Dielectric properties of the normal and malignant breast tissues in xenograft mice at low frequencies (100Â Hz-1Â MHz)

Previous studies have shown that dielectric properties of biological tissues can be imaged at high frequencies (50 MHz-20 GHz) to detect abnormalities such as tumors. While evidence suggests that imaging these properties at low frequencies (e.g. below 1 MHz) holds a good potential in medical applications, less research efforts have been dedicated to explore these properties at such frequencies for medical imaging. This study uses a recently developed technique to measure tissue dielectric properties of normal and corresponding cancerous tissue at low frequencies. This was accomplished by using a preclinical animal tumor model. To develop this animal model, human breast cancer cell line (MDA-MB-231) was injected into hind legs of severely compromised immunodeficient (SCID) mice. As a result, tumors were developed while they were permitted to grow to the size of 8-10 mm in 8 weeks. The electrical conductivity and permittivity (EC and EP) of the grown xenograft tumors and their surrounding normal tissue were measured at 100 Hz-1 MHz frequency using a measurement method which includes using a custom-made experimental setup in conjunction with an inverse finite element framework. Histological analysis was performed on the tumor and normal tissue specimens to assess differences in their micro-structure.
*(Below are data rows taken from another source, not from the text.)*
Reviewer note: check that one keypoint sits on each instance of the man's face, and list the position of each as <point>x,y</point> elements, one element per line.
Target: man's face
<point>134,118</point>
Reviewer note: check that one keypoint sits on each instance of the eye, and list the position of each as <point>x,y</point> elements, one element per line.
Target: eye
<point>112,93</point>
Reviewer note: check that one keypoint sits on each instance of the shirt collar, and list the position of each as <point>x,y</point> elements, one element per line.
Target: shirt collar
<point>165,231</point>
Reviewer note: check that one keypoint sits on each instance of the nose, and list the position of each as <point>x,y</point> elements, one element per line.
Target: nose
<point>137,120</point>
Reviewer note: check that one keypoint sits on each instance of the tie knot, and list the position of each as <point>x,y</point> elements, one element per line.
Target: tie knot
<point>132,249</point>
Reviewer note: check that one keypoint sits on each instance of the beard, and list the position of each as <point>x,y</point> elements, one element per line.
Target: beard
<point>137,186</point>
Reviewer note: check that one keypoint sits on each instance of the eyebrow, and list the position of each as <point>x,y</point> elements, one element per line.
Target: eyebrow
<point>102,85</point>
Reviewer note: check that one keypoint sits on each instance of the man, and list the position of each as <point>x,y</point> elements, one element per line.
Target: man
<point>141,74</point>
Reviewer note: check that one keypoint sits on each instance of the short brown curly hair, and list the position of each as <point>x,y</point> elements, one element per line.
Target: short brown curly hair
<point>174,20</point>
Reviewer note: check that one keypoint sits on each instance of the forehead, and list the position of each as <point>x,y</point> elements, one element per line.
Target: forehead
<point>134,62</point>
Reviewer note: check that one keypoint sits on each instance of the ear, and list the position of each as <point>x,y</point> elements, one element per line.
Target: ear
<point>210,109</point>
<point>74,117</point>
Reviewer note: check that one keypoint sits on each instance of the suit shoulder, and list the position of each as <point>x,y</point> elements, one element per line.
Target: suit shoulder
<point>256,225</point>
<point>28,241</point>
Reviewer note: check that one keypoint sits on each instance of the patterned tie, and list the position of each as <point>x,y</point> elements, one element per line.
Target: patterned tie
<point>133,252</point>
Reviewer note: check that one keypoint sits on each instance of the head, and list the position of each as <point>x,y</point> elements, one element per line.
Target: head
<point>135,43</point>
Results indicated that both conductivity and permittivity of the tumors have significantly greater values than those of the surrounding normal tissue with average ratio values of 3.5:1 and 10.9:1 for the EC and EP, respectively. Results obtained in this study are consistent with micro-structural changes observed by histological assessment. The substantially high EP ratios measured in this study suggests that electrical permittivity at low frequencies can potentially be used as a powerful biomarker for the detection of breast malignancies.